Presiden Prabowo menyampaikan arahan tersebut saat memimpin rapat terbatas terkait penanganan bencana. Presiden meminta Menteri Sekretaris Negara Prasetyo Hadi dan Menteri Hukum Supratman Andi Agtas mendalami ketentuan sanksi terhadap pelaku pembakaran hutan dan lahan.

“Saya katakan itu coba nanti Mensesneg dengan Menteri Hukum didalami supaya masalah sanksi-sanksi hukumnya, mungkin undang-undangnya kita minta ke DPR untuk diperberat bahwa ini kita golongkan terorisme ekologi. Ini sangat serius,” ujar Prabowo.

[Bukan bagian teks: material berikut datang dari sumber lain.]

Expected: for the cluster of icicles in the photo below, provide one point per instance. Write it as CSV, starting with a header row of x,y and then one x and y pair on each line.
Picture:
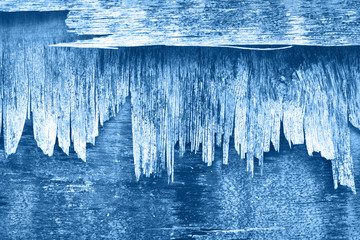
x,y
186,95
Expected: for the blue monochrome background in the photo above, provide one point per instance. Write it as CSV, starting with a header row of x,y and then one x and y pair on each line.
x,y
179,119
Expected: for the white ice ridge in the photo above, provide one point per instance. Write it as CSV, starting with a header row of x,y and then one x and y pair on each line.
x,y
187,95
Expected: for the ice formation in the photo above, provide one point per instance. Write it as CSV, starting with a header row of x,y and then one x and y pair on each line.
x,y
186,95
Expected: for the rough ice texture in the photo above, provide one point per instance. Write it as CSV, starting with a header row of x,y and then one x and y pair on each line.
x,y
196,96
206,23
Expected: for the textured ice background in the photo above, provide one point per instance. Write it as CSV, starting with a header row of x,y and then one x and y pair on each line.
x,y
206,22
64,197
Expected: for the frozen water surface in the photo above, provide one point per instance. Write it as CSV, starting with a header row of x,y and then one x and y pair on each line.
x,y
206,22
289,117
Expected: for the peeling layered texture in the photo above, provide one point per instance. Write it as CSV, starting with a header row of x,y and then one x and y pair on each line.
x,y
185,96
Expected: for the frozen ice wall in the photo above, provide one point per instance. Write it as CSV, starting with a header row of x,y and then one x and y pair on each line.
x,y
185,96
204,96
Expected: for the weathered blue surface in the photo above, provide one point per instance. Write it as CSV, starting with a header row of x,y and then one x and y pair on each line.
x,y
207,22
62,197
65,198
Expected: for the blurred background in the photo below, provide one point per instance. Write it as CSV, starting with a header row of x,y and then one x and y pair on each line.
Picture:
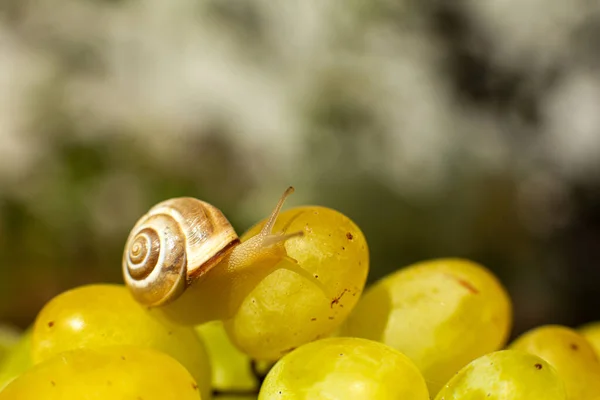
x,y
467,128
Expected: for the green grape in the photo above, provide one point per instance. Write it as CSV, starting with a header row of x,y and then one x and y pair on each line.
x,y
344,369
505,375
232,370
17,361
441,313
9,336
570,353
591,332
105,315
113,372
310,292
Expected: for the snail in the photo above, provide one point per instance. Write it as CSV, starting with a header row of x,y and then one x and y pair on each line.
x,y
178,241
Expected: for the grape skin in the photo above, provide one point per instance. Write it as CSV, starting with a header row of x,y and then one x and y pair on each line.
x,y
591,332
441,313
505,375
289,308
114,372
569,353
106,314
17,361
344,369
231,368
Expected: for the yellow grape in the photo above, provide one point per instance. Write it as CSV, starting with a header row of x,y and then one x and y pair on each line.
x,y
105,315
570,353
344,369
8,338
505,375
299,303
236,397
231,368
17,361
591,332
441,313
113,372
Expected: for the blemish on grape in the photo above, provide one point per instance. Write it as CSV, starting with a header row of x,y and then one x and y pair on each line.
x,y
337,299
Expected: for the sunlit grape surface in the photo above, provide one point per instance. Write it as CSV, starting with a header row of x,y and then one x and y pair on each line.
x,y
116,373
287,309
99,315
17,361
570,354
441,313
344,369
505,375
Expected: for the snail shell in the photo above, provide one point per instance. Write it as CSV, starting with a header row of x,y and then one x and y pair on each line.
x,y
175,242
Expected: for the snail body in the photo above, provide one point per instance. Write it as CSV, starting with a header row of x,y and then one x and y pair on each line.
x,y
178,241
273,294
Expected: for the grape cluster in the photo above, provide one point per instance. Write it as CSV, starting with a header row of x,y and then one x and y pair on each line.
x,y
301,325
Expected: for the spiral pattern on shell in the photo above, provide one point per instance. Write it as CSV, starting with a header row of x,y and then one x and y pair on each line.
x,y
171,245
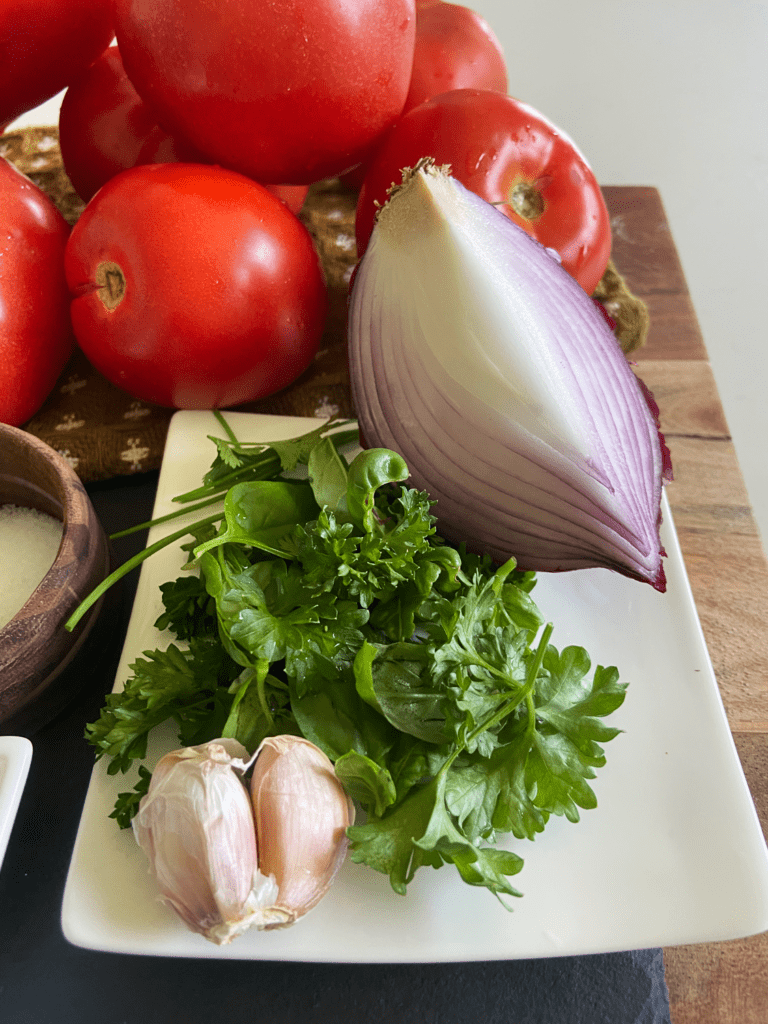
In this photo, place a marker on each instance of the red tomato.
(194, 287)
(44, 44)
(104, 127)
(286, 91)
(102, 124)
(161, 147)
(35, 332)
(455, 49)
(509, 154)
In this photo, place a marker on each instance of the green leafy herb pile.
(329, 606)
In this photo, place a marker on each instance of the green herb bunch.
(329, 606)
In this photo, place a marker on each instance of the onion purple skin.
(496, 487)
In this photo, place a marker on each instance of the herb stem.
(167, 518)
(126, 567)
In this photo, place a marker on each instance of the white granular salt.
(29, 544)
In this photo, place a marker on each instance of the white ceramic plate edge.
(15, 757)
(723, 900)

Presiden juga menegaskan tidak boleh ada lagi pembukaan lahan dengan cara membakar. Pemerintah akan siap membantu masyarakat yang membutuhkan pembukaan lahan agar praktik pembakaran tidak menjadi pilihan.

Sementara itu, aturan daerah yang masih memberikan ruang terhadap pembakaran lahan juga akan segera dievaluasi.

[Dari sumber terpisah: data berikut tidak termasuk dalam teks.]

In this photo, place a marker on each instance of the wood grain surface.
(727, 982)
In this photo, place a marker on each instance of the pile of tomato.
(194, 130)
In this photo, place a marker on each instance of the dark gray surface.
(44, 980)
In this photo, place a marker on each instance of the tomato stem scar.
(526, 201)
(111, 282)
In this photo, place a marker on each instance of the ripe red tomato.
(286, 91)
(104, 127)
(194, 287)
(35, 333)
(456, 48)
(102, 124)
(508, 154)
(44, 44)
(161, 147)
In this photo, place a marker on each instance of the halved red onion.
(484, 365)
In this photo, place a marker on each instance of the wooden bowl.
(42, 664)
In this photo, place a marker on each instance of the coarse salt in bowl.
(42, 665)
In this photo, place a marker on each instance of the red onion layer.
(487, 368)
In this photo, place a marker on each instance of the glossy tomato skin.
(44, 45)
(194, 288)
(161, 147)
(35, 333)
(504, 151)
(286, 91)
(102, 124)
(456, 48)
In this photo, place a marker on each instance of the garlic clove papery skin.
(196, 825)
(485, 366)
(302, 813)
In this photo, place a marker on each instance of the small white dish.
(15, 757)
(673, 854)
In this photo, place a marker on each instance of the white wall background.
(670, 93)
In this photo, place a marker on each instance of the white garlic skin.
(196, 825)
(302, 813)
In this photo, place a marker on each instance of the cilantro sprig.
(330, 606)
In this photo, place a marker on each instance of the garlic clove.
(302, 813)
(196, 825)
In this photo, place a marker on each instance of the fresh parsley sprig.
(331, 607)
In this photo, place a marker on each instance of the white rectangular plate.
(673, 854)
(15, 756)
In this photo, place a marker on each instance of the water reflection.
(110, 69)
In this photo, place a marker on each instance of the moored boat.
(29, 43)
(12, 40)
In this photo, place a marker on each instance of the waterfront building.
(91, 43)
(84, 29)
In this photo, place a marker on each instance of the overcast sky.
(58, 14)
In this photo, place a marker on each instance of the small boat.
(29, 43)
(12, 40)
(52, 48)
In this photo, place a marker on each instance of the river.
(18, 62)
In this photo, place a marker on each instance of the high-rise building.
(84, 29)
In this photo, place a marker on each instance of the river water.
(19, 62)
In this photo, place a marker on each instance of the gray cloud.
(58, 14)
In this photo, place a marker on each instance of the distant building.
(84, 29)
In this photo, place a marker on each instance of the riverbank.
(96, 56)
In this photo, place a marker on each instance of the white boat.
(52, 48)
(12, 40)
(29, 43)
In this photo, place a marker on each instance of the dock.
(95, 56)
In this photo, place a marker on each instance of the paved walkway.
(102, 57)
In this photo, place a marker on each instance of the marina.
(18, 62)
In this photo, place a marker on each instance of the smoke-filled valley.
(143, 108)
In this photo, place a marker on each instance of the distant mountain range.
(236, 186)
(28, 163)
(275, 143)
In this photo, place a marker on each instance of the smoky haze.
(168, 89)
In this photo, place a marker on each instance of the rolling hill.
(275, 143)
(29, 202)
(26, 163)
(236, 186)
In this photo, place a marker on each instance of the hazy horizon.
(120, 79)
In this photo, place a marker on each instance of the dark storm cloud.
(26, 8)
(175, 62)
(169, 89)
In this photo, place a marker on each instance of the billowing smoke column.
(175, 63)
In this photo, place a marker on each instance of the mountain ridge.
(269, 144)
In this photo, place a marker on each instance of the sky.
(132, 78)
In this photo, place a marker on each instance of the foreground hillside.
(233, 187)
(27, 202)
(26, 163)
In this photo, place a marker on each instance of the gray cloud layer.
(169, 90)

Guru Besar Hukum Lingkungan Universitas Airlangga, Prof. Suparto Wijoyo mendukung rencana pemerintah memperberat sanksi pelaku pembakaran. Ia menilai bahwa karhutla menimbulkan dampak luas terhadap manusia, fasilitas publik, dan ekosistem sehingga bisa dikualifikasikan sebagai terorisme lingkungan.

“Dengan KUHP baru yang rumusannya ada di pasal 600 dan 601, bagi saya peristiwa ini harus dikualifikasi bagian dari kejahatan terorisme lingkungan. Iya ini ya terorisme lingkungan,” kata Suparto.

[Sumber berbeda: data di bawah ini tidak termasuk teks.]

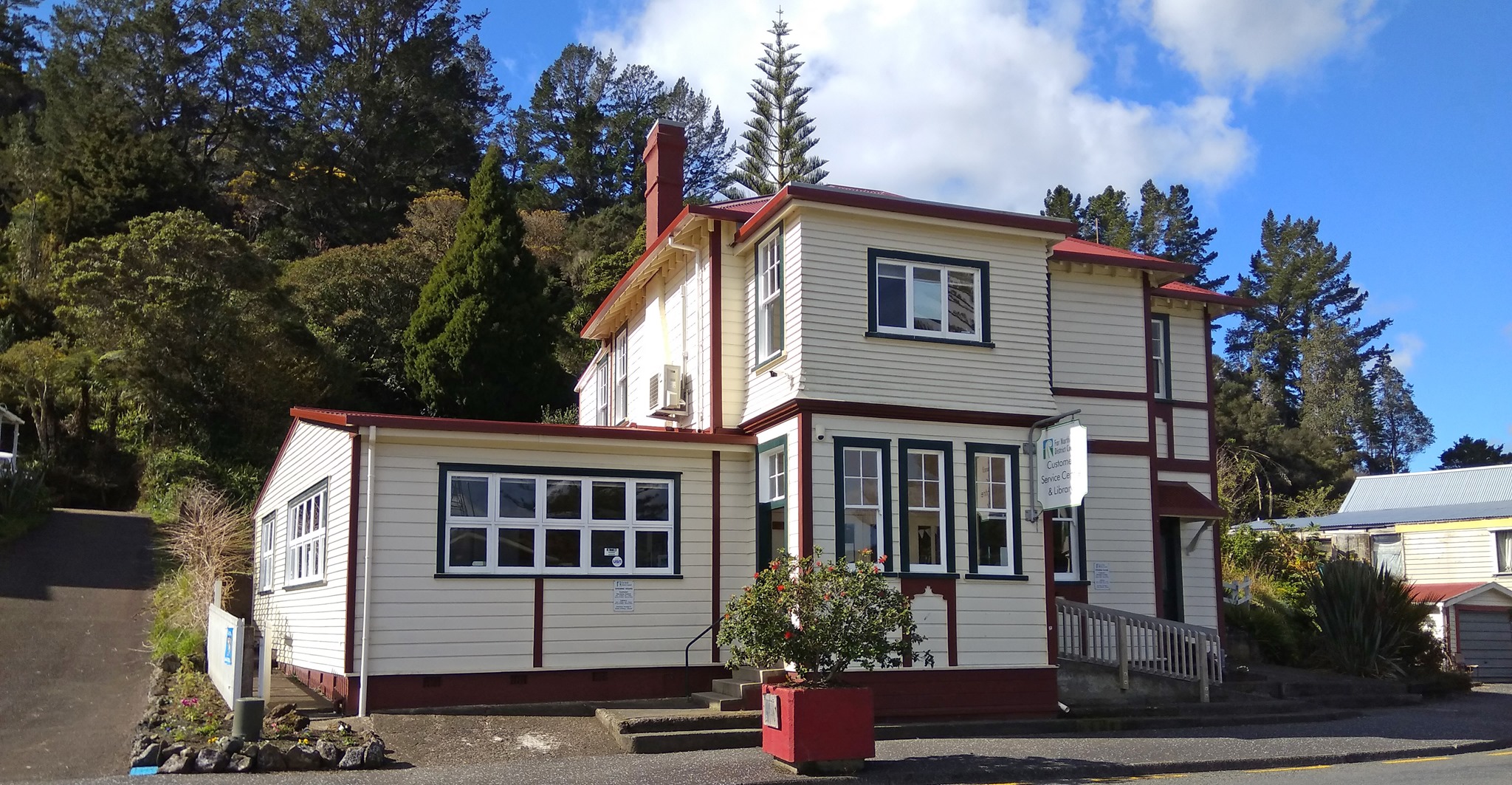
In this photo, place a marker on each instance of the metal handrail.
(1139, 643)
(687, 682)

Di sisi penegakan hukum, Kementerian Kehutanan mencatat 31 perkara karhutla di 10 provinsi dengan areal terdampak 3.625 hektare.

Sekretaris Ditjen Penegakan Hukum Kehutanan Lukita Awang Nistyantara mengatakan proses hukum terus berjalan.

“Dari 31 perkara tersebut, sebanyak 22 kasus masih dalam tahap penyelidikan, tujuh kasus dalam penyidikan, dan dua kasus telah diserahkan kepada jaksa,” jelasnya.

Penguatan regulasi, penegakan hukum, pencegahan, serta operasi pemadaman menjadi komitmen pemerintah, sehingga kebakaran hutan bisa segera diatasi, sekaligus dapat dicegah di waktu mendatang. Langkah terpadu tersebut menjadi bagian dari upaya melindungi masyarakat, lingkungan, dan sumber daya alam Indonesia secara berkelanjutan.